First New "Yield To Pedestrians" Safety Signs
Office of Public Affairs
12000 Government Center Parkway, Suite 551
Fairfax, VA 22035-0065
April 4, 2003
First New "Yield To Pedestrians" Safety
To be Installed Tuesday, April 15
Fairfax County Officials, including Board of Supervisors Chairman
Katherine K. Hanley, Mount Vernon District Supervisor Gerry Hyland, Lee
District Supervisor Dana Kauffman and Chief of Police Thomas Manger, will
be on hand Tuesday, April 15, at 10 a.m. to install Fairfax County's
first "Yield to Pedestrians in Crosswalk $100-$500 Violation
Fine" signs which cite the newly increased fine for non-compliance
with the law in these specially marked intersections. This ceremony will
take place on the trail along Richmond Highway at the northwest sector of
the intersection of Richmond Highway and Sherwood Hall Lane. Media will
have the opportunity to hear from these county representatives why
pedestrian safety is an important initiative deserving of this increased
enforcement effort. After the speakers install the sign completing the
intersection, they and others will participate in a commemorative
crossing of the street.
Failure to yield to pedestrians in crosswalks has long been a violation, however the increased fine of up to $500 per violation was authorized by the Virginia General Assembly last year for Fairfax County after the county pushed for this as part of its legislative program. Throughout the Washington Metropolitan area in the last year there has been a regional effort to improve awareness on the part of drivers and pedestrians about pedestrian safety issues and to focus on drivers who violate these laws. Drivers who see a sign that reminds them about the increased penalty and are aware of the required court appearance are likely to think twice about speeding through crosswalks, making it safer for pedestrians to cross the street.
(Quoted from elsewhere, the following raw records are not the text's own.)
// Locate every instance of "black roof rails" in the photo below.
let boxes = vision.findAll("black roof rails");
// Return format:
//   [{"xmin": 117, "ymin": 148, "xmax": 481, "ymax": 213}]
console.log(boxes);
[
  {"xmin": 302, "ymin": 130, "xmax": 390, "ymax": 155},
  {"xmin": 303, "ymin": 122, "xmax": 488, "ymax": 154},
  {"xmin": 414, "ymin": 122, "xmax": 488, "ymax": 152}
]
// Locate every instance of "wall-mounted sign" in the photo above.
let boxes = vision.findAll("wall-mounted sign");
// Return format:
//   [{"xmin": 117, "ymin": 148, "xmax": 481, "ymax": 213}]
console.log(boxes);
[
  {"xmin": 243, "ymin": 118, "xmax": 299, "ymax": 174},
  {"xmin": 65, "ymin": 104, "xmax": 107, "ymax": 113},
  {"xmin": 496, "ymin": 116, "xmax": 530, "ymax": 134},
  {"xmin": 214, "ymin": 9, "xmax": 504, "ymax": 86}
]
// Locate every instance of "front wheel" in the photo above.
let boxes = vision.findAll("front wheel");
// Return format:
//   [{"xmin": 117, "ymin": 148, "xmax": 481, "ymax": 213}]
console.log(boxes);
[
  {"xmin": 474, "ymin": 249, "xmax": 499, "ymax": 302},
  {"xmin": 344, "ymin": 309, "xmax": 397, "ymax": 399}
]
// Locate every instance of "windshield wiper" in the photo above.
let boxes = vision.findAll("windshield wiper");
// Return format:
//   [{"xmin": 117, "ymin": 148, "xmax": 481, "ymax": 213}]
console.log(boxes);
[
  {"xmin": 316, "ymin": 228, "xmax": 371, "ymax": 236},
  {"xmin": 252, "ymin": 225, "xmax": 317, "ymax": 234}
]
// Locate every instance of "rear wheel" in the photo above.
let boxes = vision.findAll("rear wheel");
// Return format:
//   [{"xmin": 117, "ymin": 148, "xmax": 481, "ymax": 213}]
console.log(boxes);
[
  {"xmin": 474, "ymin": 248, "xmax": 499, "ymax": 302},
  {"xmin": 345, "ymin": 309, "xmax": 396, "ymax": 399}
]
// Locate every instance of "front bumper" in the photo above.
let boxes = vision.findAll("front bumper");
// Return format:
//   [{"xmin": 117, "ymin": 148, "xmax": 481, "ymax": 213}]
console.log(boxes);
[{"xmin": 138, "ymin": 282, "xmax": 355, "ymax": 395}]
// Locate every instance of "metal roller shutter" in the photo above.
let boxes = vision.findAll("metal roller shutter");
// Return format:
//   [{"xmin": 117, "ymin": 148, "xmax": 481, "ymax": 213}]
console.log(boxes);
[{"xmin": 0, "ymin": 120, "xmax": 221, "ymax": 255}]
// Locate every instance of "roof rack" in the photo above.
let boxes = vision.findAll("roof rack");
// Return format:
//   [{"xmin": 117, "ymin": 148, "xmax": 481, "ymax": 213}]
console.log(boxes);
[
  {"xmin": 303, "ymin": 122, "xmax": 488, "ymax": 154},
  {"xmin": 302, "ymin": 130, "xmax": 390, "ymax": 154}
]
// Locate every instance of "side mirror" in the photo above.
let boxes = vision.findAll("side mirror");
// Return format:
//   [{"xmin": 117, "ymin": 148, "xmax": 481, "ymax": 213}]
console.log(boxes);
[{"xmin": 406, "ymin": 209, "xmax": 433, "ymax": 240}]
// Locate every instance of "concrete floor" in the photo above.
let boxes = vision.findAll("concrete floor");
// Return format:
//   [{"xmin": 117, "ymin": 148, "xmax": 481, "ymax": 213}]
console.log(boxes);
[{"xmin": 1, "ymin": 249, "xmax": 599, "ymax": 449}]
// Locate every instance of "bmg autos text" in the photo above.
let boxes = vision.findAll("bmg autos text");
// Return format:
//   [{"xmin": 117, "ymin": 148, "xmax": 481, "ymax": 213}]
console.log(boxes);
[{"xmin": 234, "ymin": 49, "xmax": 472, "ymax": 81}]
These signs will be installed at intersections throughout the county over the next few years. The week of April 15, they will be installed at 11 intersections and transportation officials anticipate installing these signs at possibly 75 more intersections this spring. The "Yield to Pedestrian" safety sign program is part of a comprehensive program of pedestrian safety initiatives that Fairfax County is undertaking.
More than 300 pedestrians are injured and 15 killed in automobile related incidents annually in Fairfax County, often resulting in serious permanent disabilities and loss of function. Tragically, this could be prevented by increasing the practice of properly crossing the street and improving driver awareness of the rights and responsibilities of pedestrians.